Interesting item from Radio Bulgaria, which seems to have lost a thing here and there in translation:
In the summer the ancient shrine of Perperikon in Southeastern Bulgaria is the source of hot archeological news. During this year’s digs the team of Prof. Nickolay Ovcharov has come across the first epigraphic (written) evidence about Perperikon. Evidence was found on two monuments with Latin inscriptions as well as on a lead stamp. Archeologists have also dug out a Roman road in Perperikon’s southern section, Prof. Ovcharov told a press conference.
“In early August local people told us about a fragment they had seen on the road. We checked into the case and found out that that this is the road from Roman times that connected Perperikon with the branch of the main road East-West-Europe-Asia, the famous Via Egnatia. Five kilometers from Perperikon it branches to reach the stone city. This branch was made especially to serve the city. We found a 30 m fragment from the road into the woods. There we also found an ancient smithy. Coins that we unearthed have been dated to the end 4, early 5 c. AD, the heyday of Perperikon. During digs on the road we were happy to find the first fragment from an inscription, and soon we found two other such fragments. Obviously, they come from different eras. The letters used are either Latin or ancient Greek.”
For deciphering the texts Nickolay Ovcharov referred to Prof. Vasilka Gerasimova, researcher from the National Museum of History and professor at New Bulgarian University, Bulgaria’s best expert in Latin epigraphy. She has dated the epigraphic monuments. The oldest one among them originated in 4-5 c. and the most recent one – in 16-17 c.
Dr. Zdravko Dimitrov, specialist in Antiquity archeology, confirmed this evidence and said: “These are the first pieces of epigraphic evidence in Perperikon. The first one is from a gravestone with a name of Syrian origin written on it.
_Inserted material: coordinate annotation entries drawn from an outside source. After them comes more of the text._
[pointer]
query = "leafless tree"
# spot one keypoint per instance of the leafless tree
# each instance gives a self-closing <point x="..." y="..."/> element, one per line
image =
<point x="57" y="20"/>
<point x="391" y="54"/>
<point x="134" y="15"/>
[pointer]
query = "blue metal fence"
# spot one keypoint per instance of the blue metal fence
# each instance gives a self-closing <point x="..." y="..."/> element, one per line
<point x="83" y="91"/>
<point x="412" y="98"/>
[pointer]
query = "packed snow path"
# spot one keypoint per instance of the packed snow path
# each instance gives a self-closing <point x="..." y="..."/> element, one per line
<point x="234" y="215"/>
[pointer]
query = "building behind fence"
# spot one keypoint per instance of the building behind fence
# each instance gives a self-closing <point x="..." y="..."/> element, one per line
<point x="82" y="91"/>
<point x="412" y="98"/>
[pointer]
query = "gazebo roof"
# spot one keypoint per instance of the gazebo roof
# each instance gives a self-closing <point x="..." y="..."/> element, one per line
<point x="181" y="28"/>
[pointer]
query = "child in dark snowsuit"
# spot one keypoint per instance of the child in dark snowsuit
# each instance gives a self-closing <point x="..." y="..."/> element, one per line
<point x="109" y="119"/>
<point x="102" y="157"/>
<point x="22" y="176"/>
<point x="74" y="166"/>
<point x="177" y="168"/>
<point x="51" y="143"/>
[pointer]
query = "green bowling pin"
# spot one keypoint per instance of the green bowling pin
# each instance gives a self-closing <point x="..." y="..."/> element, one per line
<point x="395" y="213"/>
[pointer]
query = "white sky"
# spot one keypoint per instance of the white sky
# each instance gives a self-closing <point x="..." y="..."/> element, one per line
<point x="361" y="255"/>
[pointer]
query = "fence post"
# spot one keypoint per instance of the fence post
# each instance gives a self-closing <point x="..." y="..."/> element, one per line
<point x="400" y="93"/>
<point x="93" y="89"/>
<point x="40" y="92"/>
The deciphering of the name suggests that the Perperikon population included immigrants from Syria and Asia Minor. They were rich people and focused mostly on trade and crafts. The second inscription has a very low relief and is difficult to read.”
The last inscription found away from the Roman road in Perperikon has puzzled the team of Prof. Ovcharov. “The letters could be interpreted as recent, written by shepherds in 1950s, for instance”, Prof. Ovcharov explains.
“Later however the inscription was dated to 16-17 c. and for sure one of the names on it is the Christian name Cosmas. It is not clear whether it is Bulgarian or Greek, because in both cases the spelling would be the same”, Prof. Ovcharov added. The most recent find in Perperikon is a lead stamp from 11 c. On one side it depicts Virgin Mary with the Holy Infant and on the other side the name Museli Bakuriani is written.
The Radio Bulgaria piece includes several photos, including one which presumably are the inscriptions:
I’ve fiddled with the image in Photoshop but can’t really get a handle on the inscriptions; I think the top one is the one which mentions the ‘Christian’ name Kosmas, but that’s not at all certain. Whatever the case, are there really no Greek or Latin inscriptions from Peperikon (e.g. in IGBulg?)??